Эдвард спрашивает: так чего же недостает моей книге? Она отвечает: а разве ты сам не знаешь, Эдвард, разве ты сам не видишь? Эта мысль уводит ее в сторону. Чего недостает ее жизни? Она думает, увидит ли она когда-нибудь Арнольда таким, как видела раньше, даже если это и не ненависть. Она чувствует, что силой привычки ее тянет назад, как тянет уже много лет. Глядя на проступающую лужайку, веря, что по-прежнему думает о письме с хвалой и критикой, которое напишет в знак прощения, или о том, как тверже вести себя с Арнольдом, повыше себя ставить, Сьюзен Морроу замечталась. Лодка в заводи, весла у нее, Эдвард развалился на корме, свесив в воду руку. Дом с оконными квадратиками — за ним, над его головой. За нею и вокруг — сосновые островки и коттеджи. Он говорит:

— Нас сносит течением.

Она видит. Она видит, что берег за ним уходит влево.

Он говорит:

— Если далеко отнесет, будет трудно возвращаться.

Она знает. Она знает, как далеко их должно отнести и как сильно им придется выгребать.

— Если перевернемся, как думаешь, утонем? — спрашивает он.

Этот вопрос удивляет ее, берег, кажется, не так далеко. Но вода в Мэне холодная, а плавают они плохо.
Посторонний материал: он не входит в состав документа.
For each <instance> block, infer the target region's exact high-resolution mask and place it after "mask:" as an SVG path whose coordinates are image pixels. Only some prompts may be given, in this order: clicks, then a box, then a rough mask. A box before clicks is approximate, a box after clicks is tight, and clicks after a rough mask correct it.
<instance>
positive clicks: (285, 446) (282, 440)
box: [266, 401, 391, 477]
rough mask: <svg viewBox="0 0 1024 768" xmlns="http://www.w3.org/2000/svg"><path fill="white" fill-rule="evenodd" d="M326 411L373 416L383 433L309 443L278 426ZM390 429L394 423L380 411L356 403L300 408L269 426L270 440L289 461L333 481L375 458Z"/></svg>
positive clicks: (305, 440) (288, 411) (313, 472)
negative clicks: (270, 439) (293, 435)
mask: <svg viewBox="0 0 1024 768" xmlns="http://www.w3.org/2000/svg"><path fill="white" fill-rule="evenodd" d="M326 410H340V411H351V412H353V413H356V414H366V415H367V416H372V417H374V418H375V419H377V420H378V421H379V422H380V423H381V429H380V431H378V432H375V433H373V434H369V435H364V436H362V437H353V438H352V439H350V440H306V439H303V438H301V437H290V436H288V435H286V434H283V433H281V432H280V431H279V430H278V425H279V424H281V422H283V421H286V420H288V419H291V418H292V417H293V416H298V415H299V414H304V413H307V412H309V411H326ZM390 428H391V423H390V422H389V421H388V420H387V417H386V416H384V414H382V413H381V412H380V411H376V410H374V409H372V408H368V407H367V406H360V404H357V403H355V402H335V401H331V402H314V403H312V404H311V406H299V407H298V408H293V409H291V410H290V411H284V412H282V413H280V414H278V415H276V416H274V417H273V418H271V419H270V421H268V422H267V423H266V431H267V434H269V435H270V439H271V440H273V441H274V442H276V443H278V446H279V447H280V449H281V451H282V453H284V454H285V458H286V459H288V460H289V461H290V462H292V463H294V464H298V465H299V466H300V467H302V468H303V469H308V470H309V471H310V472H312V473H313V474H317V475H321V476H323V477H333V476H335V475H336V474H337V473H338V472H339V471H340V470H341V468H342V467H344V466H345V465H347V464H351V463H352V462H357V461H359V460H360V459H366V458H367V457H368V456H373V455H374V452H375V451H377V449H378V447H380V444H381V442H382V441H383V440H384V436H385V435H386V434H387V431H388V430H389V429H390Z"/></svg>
— Не знаю, доплыву ли я до берега, — говорит она.

— А я знаю, что не доплыву. Ты лучше меня плаваешь.

— Тебе надо научиться расслабляться, опускать голову под воду. Когда ты напряжен, то слишком высоко держишь голову и выдыхаешься.

— Если я буду тонуть, ты сможешь меня спасти? — спрашивает он.

— Я не так хорошо плаваю.

— Придется их звать.

— А что они смогут сделать? Лодка у нас.

— Они будут стоять на берегу и смотреть, как мы тонем.

— Какой ужас. Представь себе, как они стоят на берегу и смотрят, как мы тонем.

Она мечтательно кладет свой критический разбор в конверт. Затем, вспомнив, что он не позвонил, приехав, и все свои вопросы, которые ей не случилось задать, — например, зачем он прислал ей рукопись, и что заставило его написать такую книгу, и в чем была настоящая причина их развода, — она опомнилась и порвала письмо. Взамен набросала, не думая, записку следующего содержания, которую потом сходила отправить, опять же не думая.

Дорогой Эдвард,

Я наконец дочитала твой роман. Прости, что так долго.

Черкни мне, если хочешь знать мое мнение.

С любовью,

Сьюзен.

Она хотела наказать и Арнольда тоже, но единственное, что пришло ей в голову, — заставить его прочесть эту книгу. Он сделает это, если она будет настаивать, но вряд ли что-нибудь поймет.